Catchingfire123 · 31/01/2021 08:35

@misskatamari well said! It’s just good manners right?! If I borrow something I make sure I clean it before handing back and if there is any damage I would offer to fix / replace / go half’s etc

Whatdoyoudowhendemocracyfails · 31/01/2021 08:35

Your brother is in the wrong. If you accept a loan on the understanding the other person wants the item baxk then you take good care of it and return it when asked for.

I agree with PP that he likely just chucked it in the box as an act of petty spite.

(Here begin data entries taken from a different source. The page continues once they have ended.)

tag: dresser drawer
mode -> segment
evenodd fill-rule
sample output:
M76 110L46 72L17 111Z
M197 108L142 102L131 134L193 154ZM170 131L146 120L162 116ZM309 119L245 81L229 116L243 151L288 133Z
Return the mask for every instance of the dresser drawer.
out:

It really isn’t hard to courier an item, it’s one of the lockdown growth industries and they even come and pick up from your house if you need them to.

Is your bro usually a dick?

pictish · 31/01/2021 08:36

“How do people not get this...?”

I think it’s because most people here are going by their experience of what actually happens in the physical world...and not by theory or ideals.

Baby stuff gets hammered. Fact. If you don’t want your stuff to get hammered, don’t give it to someone five hours away to use on a daily basis for two years and expect it back in tip top condition. Like it or not, that’s life.

We all get it...why don’t you?

Bellofbelfastcity · 31/01/2021 08:40

I will guarantee almost everyone who has older kids has had the experience of lending something and getting it back in less than pristine condition and feeling annoyed. Or, as in my case, not getting it back at all.

It’s a lesson learnt.

It’s strange to me that the op has had it happen and hasn’t learnt the lesson. That’s the odd thing to me.